Rabbi Chanina ben Antignos offered one of the sharpest anti-idolatry arguments in the entire Mekhilta, and he did it with a single devastating observation about language. The Torah calls the pagan deity Molech by that name, and Chanina noticed that "Molech" sounds like "melech," the Hebrew word for king. His conclusion was withering: anything you make into a king over you becomes your god, even a chip of wood, even a broken shard of pottery.

The teaching cuts to the heart of what idolatry actually means in rabbinic thought. It is not merely about bowing to statues. It is about the act of coronation, the moment when a human being takes something created and elevates it to a position of ultimate authority. The chip and the shard are deliberately absurd examples. Rabbi Chanina was saying: look at how foolish this is. You can take the most worthless thing in existence and, by treating it as sovereign, you have committed the gravest sin in the Torah.
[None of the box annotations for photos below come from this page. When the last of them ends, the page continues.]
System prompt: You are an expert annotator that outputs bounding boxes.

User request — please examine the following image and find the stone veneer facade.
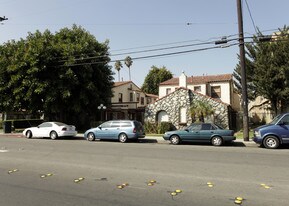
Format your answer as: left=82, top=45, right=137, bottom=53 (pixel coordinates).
left=145, top=87, right=230, bottom=129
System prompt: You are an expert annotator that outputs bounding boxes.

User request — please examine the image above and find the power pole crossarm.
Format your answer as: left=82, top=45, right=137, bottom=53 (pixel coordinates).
left=0, top=16, right=8, bottom=21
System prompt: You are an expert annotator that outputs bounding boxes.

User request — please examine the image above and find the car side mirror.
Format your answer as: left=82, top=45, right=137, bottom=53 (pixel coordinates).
left=278, top=121, right=286, bottom=125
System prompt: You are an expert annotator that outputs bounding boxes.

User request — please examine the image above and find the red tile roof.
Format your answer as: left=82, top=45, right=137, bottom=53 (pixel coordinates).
left=113, top=81, right=133, bottom=87
left=160, top=74, right=232, bottom=85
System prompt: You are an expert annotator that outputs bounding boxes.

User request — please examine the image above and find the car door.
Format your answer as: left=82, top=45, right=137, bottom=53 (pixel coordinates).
left=278, top=115, right=289, bottom=143
left=182, top=124, right=201, bottom=141
left=109, top=121, right=121, bottom=139
left=96, top=121, right=111, bottom=139
left=33, top=122, right=52, bottom=137
left=199, top=123, right=214, bottom=142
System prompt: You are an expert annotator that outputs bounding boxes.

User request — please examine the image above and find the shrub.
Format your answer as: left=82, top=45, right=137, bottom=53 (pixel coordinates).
left=144, top=122, right=175, bottom=134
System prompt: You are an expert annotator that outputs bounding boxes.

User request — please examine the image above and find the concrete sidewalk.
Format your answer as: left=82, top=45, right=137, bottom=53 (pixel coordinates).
left=0, top=133, right=258, bottom=147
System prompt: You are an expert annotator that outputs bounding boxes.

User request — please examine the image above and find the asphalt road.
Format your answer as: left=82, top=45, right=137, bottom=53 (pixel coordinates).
left=0, top=137, right=289, bottom=206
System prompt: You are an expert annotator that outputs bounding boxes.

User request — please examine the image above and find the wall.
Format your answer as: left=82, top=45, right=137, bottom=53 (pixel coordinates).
left=145, top=88, right=229, bottom=129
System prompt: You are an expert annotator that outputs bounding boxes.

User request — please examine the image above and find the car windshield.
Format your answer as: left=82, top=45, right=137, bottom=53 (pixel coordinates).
left=54, top=122, right=67, bottom=126
left=214, top=124, right=224, bottom=129
left=269, top=114, right=282, bottom=124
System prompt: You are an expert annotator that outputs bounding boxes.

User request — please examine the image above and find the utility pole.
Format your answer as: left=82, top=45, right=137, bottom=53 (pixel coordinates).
left=237, top=0, right=249, bottom=141
left=0, top=16, right=8, bottom=21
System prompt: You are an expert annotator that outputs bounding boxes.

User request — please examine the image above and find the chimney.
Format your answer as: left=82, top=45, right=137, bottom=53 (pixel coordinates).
left=179, top=71, right=187, bottom=88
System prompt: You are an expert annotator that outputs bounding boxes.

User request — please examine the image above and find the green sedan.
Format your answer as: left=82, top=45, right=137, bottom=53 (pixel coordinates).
left=163, top=123, right=236, bottom=146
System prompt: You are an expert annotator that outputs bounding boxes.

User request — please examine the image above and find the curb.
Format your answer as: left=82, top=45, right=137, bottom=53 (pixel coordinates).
left=0, top=133, right=258, bottom=147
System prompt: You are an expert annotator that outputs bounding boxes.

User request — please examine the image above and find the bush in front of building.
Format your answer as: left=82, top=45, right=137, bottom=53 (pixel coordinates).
left=144, top=122, right=176, bottom=134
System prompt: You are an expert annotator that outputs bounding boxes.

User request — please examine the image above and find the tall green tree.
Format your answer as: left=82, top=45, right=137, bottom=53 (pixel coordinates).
left=114, top=60, right=122, bottom=82
left=124, top=56, right=133, bottom=81
left=0, top=25, right=113, bottom=127
left=234, top=26, right=289, bottom=114
left=141, top=66, right=173, bottom=95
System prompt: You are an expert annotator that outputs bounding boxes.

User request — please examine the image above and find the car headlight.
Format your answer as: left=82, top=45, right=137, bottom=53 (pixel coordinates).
left=254, top=130, right=261, bottom=136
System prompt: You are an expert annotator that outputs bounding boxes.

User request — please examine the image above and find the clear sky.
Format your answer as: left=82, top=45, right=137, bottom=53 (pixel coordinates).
left=0, top=0, right=289, bottom=86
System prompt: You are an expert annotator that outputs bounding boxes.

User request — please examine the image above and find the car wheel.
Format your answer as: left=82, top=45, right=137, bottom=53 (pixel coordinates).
left=211, top=137, right=223, bottom=146
left=263, top=136, right=280, bottom=149
left=118, top=133, right=127, bottom=143
left=50, top=131, right=57, bottom=140
left=170, top=135, right=181, bottom=145
left=87, top=132, right=95, bottom=141
left=25, top=130, right=32, bottom=139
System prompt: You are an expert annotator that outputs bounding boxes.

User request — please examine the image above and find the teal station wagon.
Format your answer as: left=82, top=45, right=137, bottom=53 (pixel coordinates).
left=163, top=123, right=236, bottom=146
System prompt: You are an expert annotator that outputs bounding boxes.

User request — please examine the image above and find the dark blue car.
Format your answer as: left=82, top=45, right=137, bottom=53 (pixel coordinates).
left=253, top=113, right=289, bottom=149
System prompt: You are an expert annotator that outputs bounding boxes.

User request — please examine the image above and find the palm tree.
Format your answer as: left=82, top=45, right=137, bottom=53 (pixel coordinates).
left=124, top=56, right=133, bottom=81
left=114, top=60, right=122, bottom=82
left=190, top=100, right=214, bottom=122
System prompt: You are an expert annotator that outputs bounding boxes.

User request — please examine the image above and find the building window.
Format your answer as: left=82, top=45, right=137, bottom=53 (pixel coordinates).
left=147, top=97, right=152, bottom=104
left=118, top=93, right=122, bottom=102
left=194, top=86, right=201, bottom=92
left=157, top=111, right=169, bottom=123
left=211, top=86, right=221, bottom=99
left=166, top=88, right=172, bottom=95
left=179, top=107, right=187, bottom=123
left=129, top=92, right=133, bottom=102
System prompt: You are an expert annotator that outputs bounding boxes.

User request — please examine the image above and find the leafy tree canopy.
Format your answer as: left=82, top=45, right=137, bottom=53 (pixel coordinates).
left=234, top=26, right=289, bottom=114
left=142, top=66, right=173, bottom=95
left=0, top=25, right=113, bottom=129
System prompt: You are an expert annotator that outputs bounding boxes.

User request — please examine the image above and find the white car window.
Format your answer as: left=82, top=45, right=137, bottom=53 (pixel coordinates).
left=38, top=122, right=52, bottom=128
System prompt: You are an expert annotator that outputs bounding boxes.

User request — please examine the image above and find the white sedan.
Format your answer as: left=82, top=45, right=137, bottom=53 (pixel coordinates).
left=23, top=122, right=77, bottom=139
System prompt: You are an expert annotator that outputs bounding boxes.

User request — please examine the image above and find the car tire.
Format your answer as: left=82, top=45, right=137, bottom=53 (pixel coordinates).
left=25, top=130, right=32, bottom=139
left=49, top=131, right=58, bottom=140
left=118, top=133, right=128, bottom=143
left=87, top=132, right=95, bottom=142
left=263, top=136, right=280, bottom=149
left=170, top=135, right=181, bottom=145
left=211, top=136, right=223, bottom=146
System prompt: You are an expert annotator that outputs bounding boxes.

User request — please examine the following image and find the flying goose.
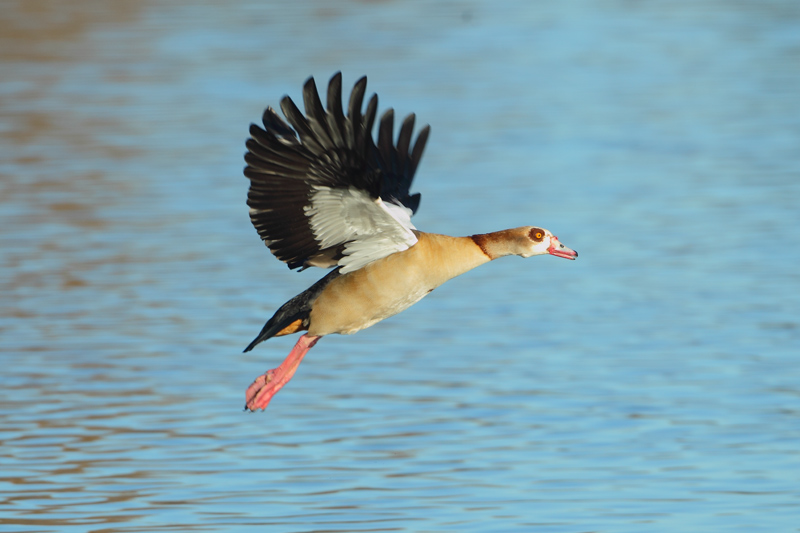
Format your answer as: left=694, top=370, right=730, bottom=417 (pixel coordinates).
left=244, top=73, right=578, bottom=411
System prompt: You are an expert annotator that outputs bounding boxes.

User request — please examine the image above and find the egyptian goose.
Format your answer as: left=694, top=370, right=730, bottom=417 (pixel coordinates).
left=244, top=73, right=578, bottom=411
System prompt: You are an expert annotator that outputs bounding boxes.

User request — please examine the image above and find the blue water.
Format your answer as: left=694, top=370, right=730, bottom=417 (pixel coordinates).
left=0, top=0, right=800, bottom=533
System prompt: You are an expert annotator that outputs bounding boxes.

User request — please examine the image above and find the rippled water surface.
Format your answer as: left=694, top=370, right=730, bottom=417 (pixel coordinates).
left=0, top=0, right=800, bottom=533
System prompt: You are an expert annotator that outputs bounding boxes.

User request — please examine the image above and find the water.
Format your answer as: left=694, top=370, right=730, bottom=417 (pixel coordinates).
left=0, top=0, right=800, bottom=532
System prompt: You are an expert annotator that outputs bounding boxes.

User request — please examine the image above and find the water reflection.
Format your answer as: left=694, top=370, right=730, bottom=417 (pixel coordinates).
left=0, top=1, right=800, bottom=532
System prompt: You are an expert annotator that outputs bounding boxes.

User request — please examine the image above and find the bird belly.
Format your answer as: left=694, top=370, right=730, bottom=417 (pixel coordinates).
left=309, top=277, right=432, bottom=335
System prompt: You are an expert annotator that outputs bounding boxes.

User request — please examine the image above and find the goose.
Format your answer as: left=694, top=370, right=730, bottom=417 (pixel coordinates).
left=244, top=72, right=578, bottom=411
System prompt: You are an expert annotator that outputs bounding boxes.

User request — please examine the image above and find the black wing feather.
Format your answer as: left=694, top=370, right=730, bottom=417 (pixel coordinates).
left=244, top=72, right=429, bottom=268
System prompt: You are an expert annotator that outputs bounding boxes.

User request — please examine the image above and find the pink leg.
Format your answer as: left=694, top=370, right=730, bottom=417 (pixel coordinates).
left=245, top=334, right=319, bottom=411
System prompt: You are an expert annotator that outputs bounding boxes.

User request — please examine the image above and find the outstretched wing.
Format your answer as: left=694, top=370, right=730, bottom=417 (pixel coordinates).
left=244, top=73, right=430, bottom=273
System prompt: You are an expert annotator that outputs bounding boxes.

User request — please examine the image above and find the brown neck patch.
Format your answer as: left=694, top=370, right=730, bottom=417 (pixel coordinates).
left=470, top=233, right=494, bottom=260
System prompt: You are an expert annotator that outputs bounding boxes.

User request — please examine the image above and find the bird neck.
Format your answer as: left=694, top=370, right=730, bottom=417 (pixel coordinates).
left=468, top=228, right=519, bottom=261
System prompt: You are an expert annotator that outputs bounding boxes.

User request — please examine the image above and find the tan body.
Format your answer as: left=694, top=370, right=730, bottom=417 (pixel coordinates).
left=308, top=232, right=491, bottom=336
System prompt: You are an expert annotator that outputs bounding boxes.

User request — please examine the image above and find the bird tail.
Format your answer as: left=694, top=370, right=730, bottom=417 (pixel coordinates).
left=244, top=268, right=339, bottom=352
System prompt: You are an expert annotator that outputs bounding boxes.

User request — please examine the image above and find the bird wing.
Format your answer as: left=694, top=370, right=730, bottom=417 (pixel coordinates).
left=244, top=73, right=430, bottom=273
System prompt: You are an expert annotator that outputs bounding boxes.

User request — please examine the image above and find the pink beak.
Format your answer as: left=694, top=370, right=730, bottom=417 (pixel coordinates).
left=547, top=235, right=578, bottom=261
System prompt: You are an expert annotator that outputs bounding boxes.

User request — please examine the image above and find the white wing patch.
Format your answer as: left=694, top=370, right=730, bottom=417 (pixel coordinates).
left=304, top=186, right=417, bottom=274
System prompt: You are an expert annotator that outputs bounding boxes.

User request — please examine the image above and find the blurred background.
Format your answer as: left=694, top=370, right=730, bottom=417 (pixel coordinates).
left=0, top=0, right=800, bottom=532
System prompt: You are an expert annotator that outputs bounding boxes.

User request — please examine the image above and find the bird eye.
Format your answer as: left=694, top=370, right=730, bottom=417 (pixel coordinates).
left=530, top=228, right=544, bottom=242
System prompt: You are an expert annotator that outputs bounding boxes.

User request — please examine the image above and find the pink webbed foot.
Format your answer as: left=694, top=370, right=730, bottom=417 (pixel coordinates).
left=245, top=334, right=319, bottom=411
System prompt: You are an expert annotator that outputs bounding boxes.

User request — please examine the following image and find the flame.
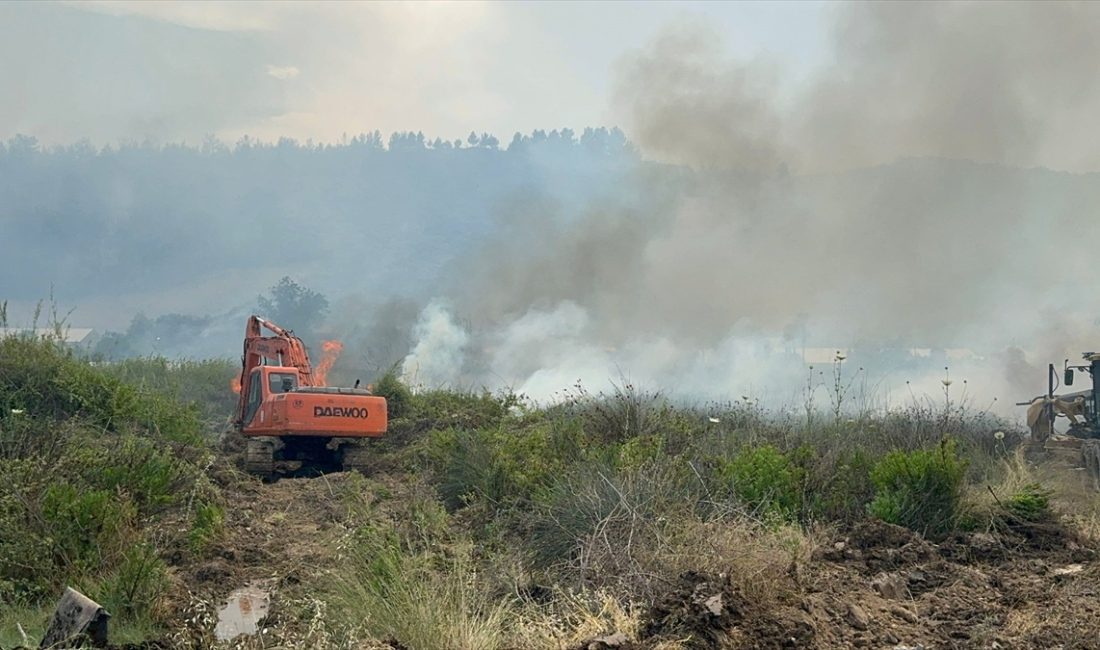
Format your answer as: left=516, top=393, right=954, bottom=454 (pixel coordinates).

This wordplay, deriving theological truth from the sound and structure of Hebrew words, was a signature method of the Mekhilta. The rabbis believed that the Torah's language was divinely precise, and that even the names of foreign gods contained hidden lessons. Molech worship, which ancient sources describe as involving child sacrifice, was the ultimate example of misplaced sovereignty. You gave your children to a "king" that was nothing but a furnace.